# Not Eating & Aggressive... Help!



## rms3402 (Dec 2, 2010)

need some help! I'll give you a little back story first to see if this has anything to do with anything...

I went away for the weekend and my chi stayed at my parents house. I'm in college, so unless I'm home on the weekend, her true home is my apartment. She is 3.5 months old. I have had her for almost one month. She's been at my parents house several times. So, she knows the house, the smell, my parents my siblings, and everything like that. My parents have two female Labrador Retrievers. Roxy (my chi) has been around them every time she's been to my parents house. She LOVES them. She plays with them all the time. 

Well, like I said, I went away for the weekend and left her at home with my family. We went over some rules so that she can stay in the same habits i'm trying to get her in. So, everything should have been the same. She's never been away from me for an entire weekend yet. Well, when I came home today, she looks MUCH skinnier than when I left. My sisters said she hasn't eaten much at all. I tried getting her to eat some scrambled eggs today. She ate a few pieces, but then wouldn't touch them. ALSO, when my Lab's came near her when she was eating, she starting growling and nipping at them! She did this for a good 15 minutes every time they came near her! 

So... why is she not eating and why was she being aggressive towards my other dogs, whom she loves? And what do I do??


----------



## Deme (Aug 18, 2009)

She may have picked up a tummy bug just like we can, the aggression, she is getting older so maybe she is now protecting her territory or maybe she feels hungry but a little poorly to eat but doesn't want her food being eaten by others.

Me, I am a right worrier when it comes to my animals and I would be at the vets for a check up as soon as I could.
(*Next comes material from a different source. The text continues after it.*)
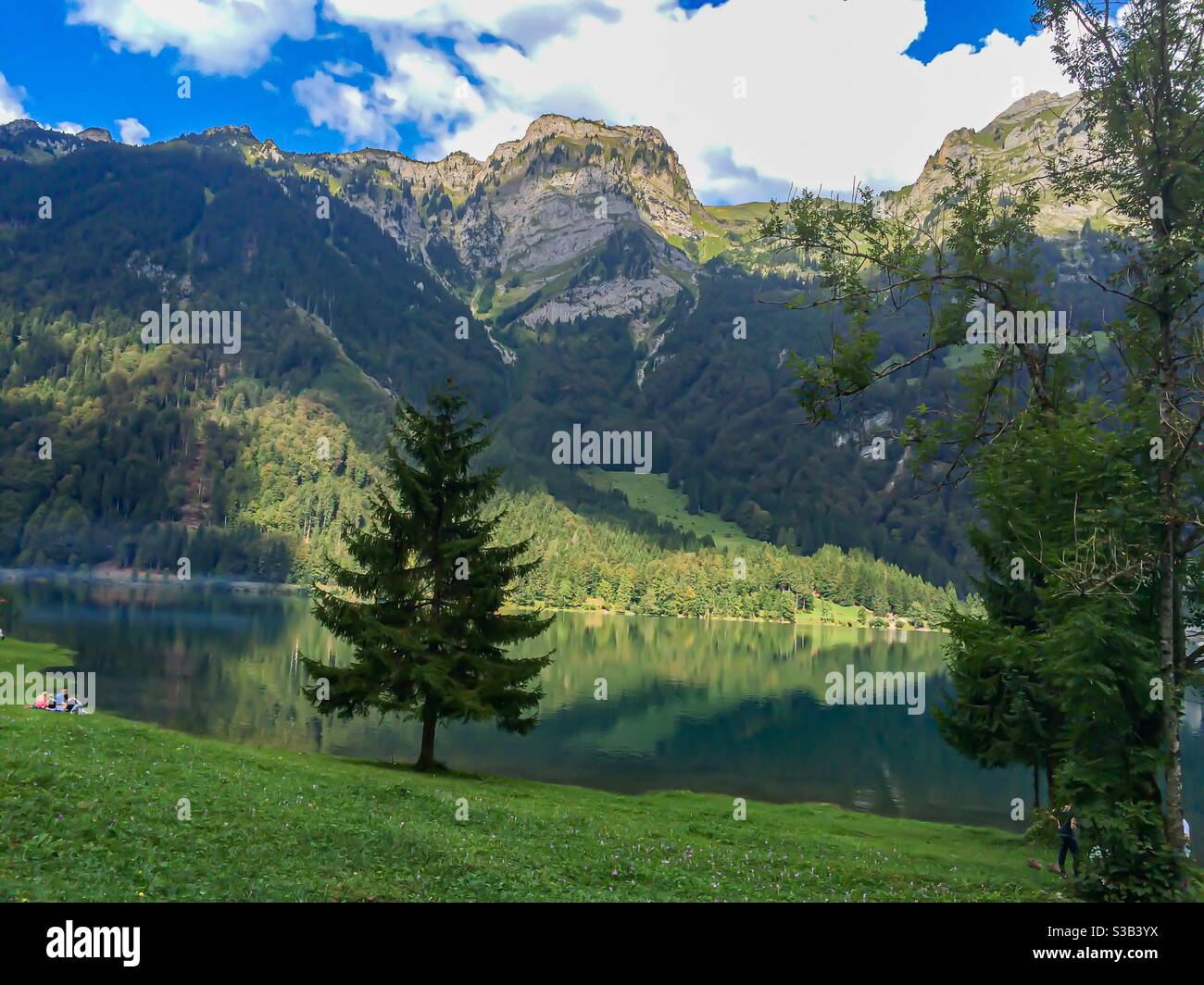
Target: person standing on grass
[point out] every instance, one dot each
(1068, 836)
I do worry over the slightest thing though.

If you don't feel the vet is needed I'd just watch her over the next day or two and if she is still not eating then decide on going to the vets or not.
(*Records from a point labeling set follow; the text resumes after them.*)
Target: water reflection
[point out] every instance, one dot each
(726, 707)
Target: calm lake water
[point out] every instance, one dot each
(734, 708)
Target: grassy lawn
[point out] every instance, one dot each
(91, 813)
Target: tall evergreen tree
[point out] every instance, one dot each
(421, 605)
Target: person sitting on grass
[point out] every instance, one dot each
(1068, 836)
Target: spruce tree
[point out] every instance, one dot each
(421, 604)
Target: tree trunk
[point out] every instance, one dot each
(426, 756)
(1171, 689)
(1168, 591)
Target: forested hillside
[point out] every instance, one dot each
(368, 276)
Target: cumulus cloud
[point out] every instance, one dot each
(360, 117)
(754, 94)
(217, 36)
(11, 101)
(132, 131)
What are her membranes like, pale, normal, more red than usual? Is sh epeeing / pooing normally, is she drinking normally, less, more. Any change in the small of her breath? These are things I'd be looking at.
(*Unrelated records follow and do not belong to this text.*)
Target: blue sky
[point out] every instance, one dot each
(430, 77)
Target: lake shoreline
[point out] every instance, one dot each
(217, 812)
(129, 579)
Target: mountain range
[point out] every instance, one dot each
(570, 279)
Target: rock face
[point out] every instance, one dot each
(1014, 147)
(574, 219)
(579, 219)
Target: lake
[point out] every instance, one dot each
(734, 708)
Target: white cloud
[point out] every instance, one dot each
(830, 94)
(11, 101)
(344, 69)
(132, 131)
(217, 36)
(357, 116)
If all these are okay then I wouldn't worry too much and again just keep an eye on her.

(((Hugs))) from Jake and Red

Deme x


----------



## 17428 (Jul 10, 2009)

Sounds like she may have felt abandoned or was being re-homed.
She may have felt she needed to establish she was the alpha there.
When you returned she probably was mad at you!
I believe they do have emotions.
Hopefully now at home she will forget and go back to her previous behaviors.
Tempt her with cooked chicken and rice or a fave meat.


----------



## 18453 (Feb 6, 2010)

She was resource guarding it's normal for dogs to do that when other dogs go near their food mine warn each other and meal times if the other gets too close

The lack of food is prob because she was missing you some dogs pine for their owners


----------